Все ждали, что Пырялов его срежет, но тот лишь покачал лысой, в старческой «гречке» головой.
– Ну, Лев Толстой тоже всего за два года изучил в деталях ход войны, – напомнил Гребенников.
– Лев Толстой служил в артиллерии, если вы помните.
– Так у него не так уж много войны-то. Самих боевых действий почти нет, – засуетился Гребенников, – все больше перемещения. В бою не поговоришь, а у него все только и делают, что гутарят. Причем одинаково гутарят про баб и про революцию, которой вдруг все казачество так и ждет. Это как раз черта незрелого писательства.

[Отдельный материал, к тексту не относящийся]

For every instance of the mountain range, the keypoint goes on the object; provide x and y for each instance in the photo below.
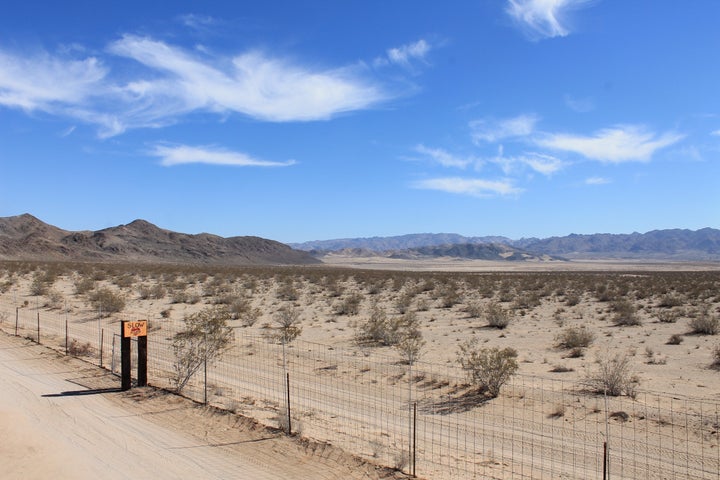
(24, 237)
(669, 244)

– Дак они так и гутарили! – вступился Пырялов. – Про баб да про революцию, про что еще казаку было гутарить?
– Я бы скорей о другом, – сказал вдруг Борисович. – Там много у него, конечно, откровенного, на грани даже приличия… И я подумал, что это молодому писателю не свойственно. Может быть, я один так стыдлив, – и он улыбнулся кроткой белорусской улыбкой, – но мне стыдновато было так прямо обо всем этом… я избегал, даже теперь избегаю… (он говорил: «ИзбЯгаю» – и это было еще трогательней, что писатель сознавал, конечно).